Here is the definition of an internal direct sum of modules:
An R-Module $M$ is the internal direct sum of submodules $M_1, M_2$ if:
$a)$ $M=M_1+M_2$
$b)$ $M_1 \cap M_2 = \{0\}$
I am trying to prove using this definition that $R/I\cong J_{1}/I \oplus J_{2}/I$ iff $R=J_1+J_2$ and $J_1 \cap J_2 = I$.
Best Answer
First, notice that by assumptions the direct sum $J_1/I \oplus J_2/I$ is well defined.
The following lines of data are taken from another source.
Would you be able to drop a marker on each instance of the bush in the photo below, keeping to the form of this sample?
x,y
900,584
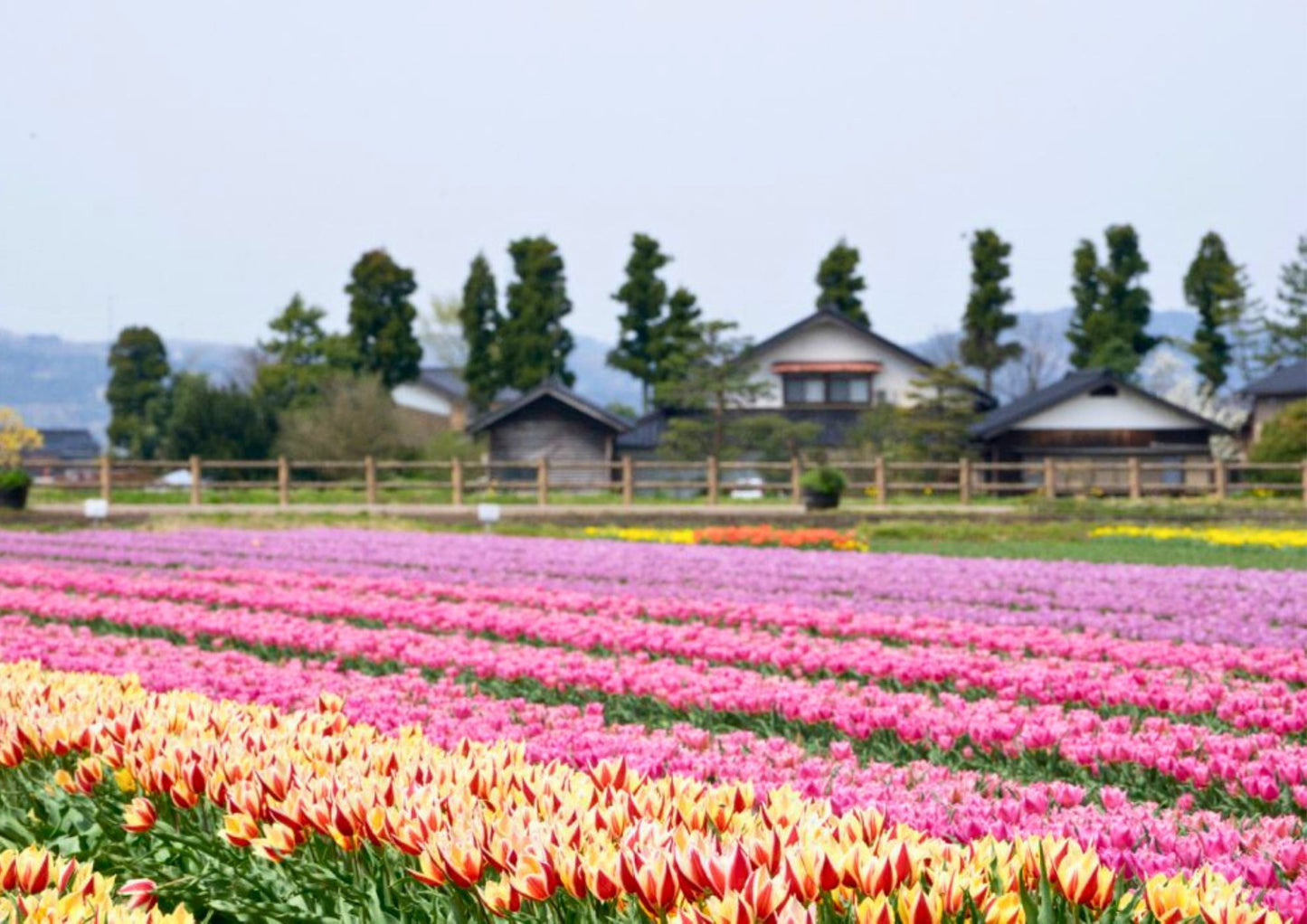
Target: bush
x,y
824,481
Let $\phi: J_1/I \to J_2/I \to R/I$ defined by $\phi(j_1+I,j_2+I)=j_1+j_2+I$. Then it is easy to check that $\phi$ is well-defined and is surjective since $R=J_1+J_2$, so we are left to prove $\phi$ is injective.
Assume $\phi(j_1+I,j_2+I)=0+I$, this is equivalent $j_1+j_2 \in I$. But $I \subset J_1$ so, $j_1+j_2 \in J_1$, so $j_2 \in J_1$. As $j_2 \in J_2$, we get $j_2 \in J_1 \cap J_2=I$. Thus, $j_2+I=0+I$. A similar argument shows $j_1+I=0$, so $\phi$ is injective.